One thing to keep in mind is that planet temperature doesn't follow a neat equation when an atmosphere is involved. Without an atmosphere, it's pretty straight forward and there's even an equation for it. See here, or here.
Note, the first link above has an error in it. It says Venus' clouds block 10% of the sun. I think it's closer to 80% of the sun, but apart from that error it's a nice article.
Titan's effective temperature, no atmosphere, albedo of 0.22 works out to about 84 kelvin, 11 degrees less than it's surface temperature. Earth's atmosphere, by comparison traps about 31 degrees and Venus' atmosphere, about 500 degrees.
Titan, being an icy-moon, likely has more CO2 than Venus. It certainly has much more water and much more methane than Venus, but only it's Methane is currently able to exist in the gaseous state. Even so, with about 5% methane in it's atmosphere, Titan has a strong greenhouse gas atmosphere already. Considerably stronger than Earths. The reason it traps less heat (about 11 degrees to 31 is because there's less heat to trap).
Atmospheric equilibrium temperatures get hugely complicated and way beyond my paygrade.
Take Earth, for example. If you move Earth 1/2% further from the Sun, so it gets about a 1% drop in solar energy due to the inerse square law, and using the effective temperature formula,the drop in temperature would be the 4th root of that, or about 0.25%. But we know studying Earth's history that ice ages can be triggered by roughly the equivalent of a 1% drop in energy, leading to as much as 4 degrees globally, about 1.25% of Earth's actual temperature and that's because of various feedback mechanisms like greater oceanic absorption of CO2 and greater ice cover, lowering Earth's albedo.
The transition of gases from ice in the upper atmosphere to liquid would affect the equilibrium temperature. It's no longer a neat equation, but a very complicated one.
Titan gets very little heat from the sun.
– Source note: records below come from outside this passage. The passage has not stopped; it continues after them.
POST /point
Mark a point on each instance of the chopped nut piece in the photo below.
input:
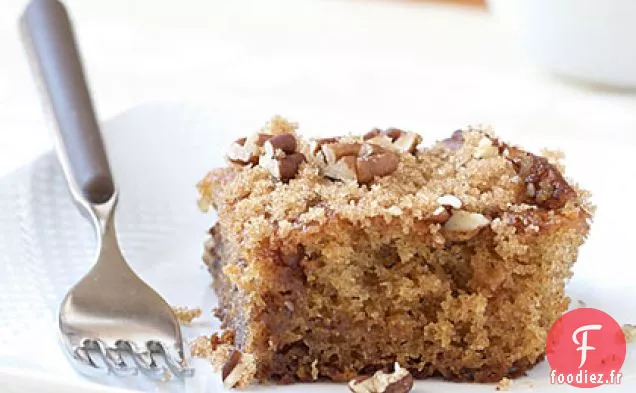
(372, 134)
(440, 215)
(238, 370)
(334, 151)
(375, 162)
(316, 144)
(231, 370)
(407, 142)
(485, 148)
(381, 140)
(393, 133)
(399, 381)
(455, 142)
(258, 139)
(343, 169)
(545, 186)
(504, 384)
(284, 142)
(450, 200)
(240, 153)
(283, 168)
(361, 162)
(395, 139)
(185, 315)
(463, 225)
At it's distance, it gets about 1/90th the heat that Earth receives per square meter, so if it did have a thick enough greenhouse gas atmosphere that trapped heat very effectively, it would still take a very long time for Titan to heat up.
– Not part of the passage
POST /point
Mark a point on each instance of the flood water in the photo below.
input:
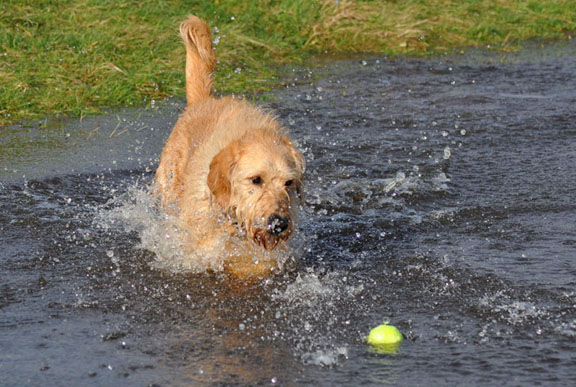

Not doing any math, I'd say offhand that Titan would need a Venus pressure atmosphere to begin holding significantly more heat, because it has a pretty strong greenhouse gas atmosphere already, being 5.6% methane. You wouldn't need to bring CO2 to Titan though, you could simply heat up Titan's surface and initially some CH4 would boil off and if you got the atmosphere hot enough, some CO2 would begin to bubble up from it's frozen ground.
But I'm not sure how effectively, even a very dense greenhouse gas atmosphere would keep Titan warm, because it only receives 1/90th the sunlight that Earth receives per square meter, and that's a very small amount of heat going in. I'm not sure where the warm point would be, but it would take a considerable amount of greenhouse atmosphere.
Maybe there's someone here who can do a calculation about surface temperature equilibrium under a thick atmosphere. Mine is just a partial answer.